De 2004 à 2015, le Projet et Fonds fiduciaire à l’appui de la participation au Codex (Fonds fiduciaire du Codex, FFC) a permis aux pays d’accroître leur participation à la Commission du Codex Alimentarius.

Fortes du succès du premier Fonds fiduciaire du Codex, la FAO et l’OMS ont lancé en janvier 2016 une nouvelle initiative, appelée Fonds fiduciaire du Codex – 2 (FFC2), dans l’optique de renforcer l’efficacité de la participation à l’élaboration des normes Codex.

Depuis 2016, le FFC2 a financé 42 projets concernant 50 pays, ce qui a permis d’améliorer les capacités nationales et la prise de conscience politique vis-à-vis du Codex et des processus du Codex. Cette prise de conscience s’est traduite par une plus forte participation des pays à revenu faible ou intermédiaire aux travaux des comités du Codex, y compris pour l’élaboration des propositions de nouveaux travaux, le développement et la présentation de positions nationales sur l’élaboration des normes, ainsi que la soumission des données essentielles à l’élaboration de normes adaptées à tous.

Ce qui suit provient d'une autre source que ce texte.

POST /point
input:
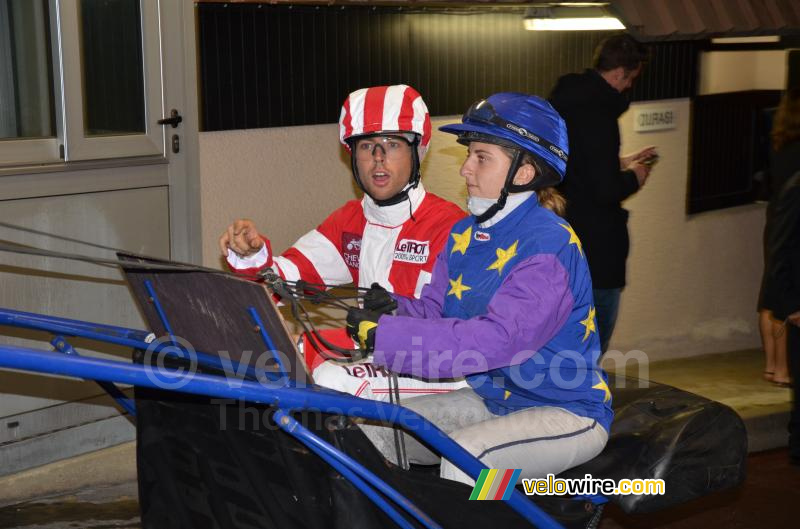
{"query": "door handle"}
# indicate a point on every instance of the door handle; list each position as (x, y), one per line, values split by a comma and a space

Cela profite à l’ensemble de la communauté du Codex, au commerce international et aux normes de sécurité sanitaire des aliments pour les entreprises et les consommateurs du monde entier.

Le Fonds fiduciaire du Codex repose entièrement sur les dons.

Archives du Fonds fiduciaire du Codex

Les archives FFC permettent d’accéder à des ressources et des produits pertinents qui ont été officiellement partagés par les pays bénéficiaires du FFC2 afin de servir d’exemples et de sources d’inspiration aux pays désireux de développer des produits similaires dans l’optique de renforcer les composantes de leur système Codex national.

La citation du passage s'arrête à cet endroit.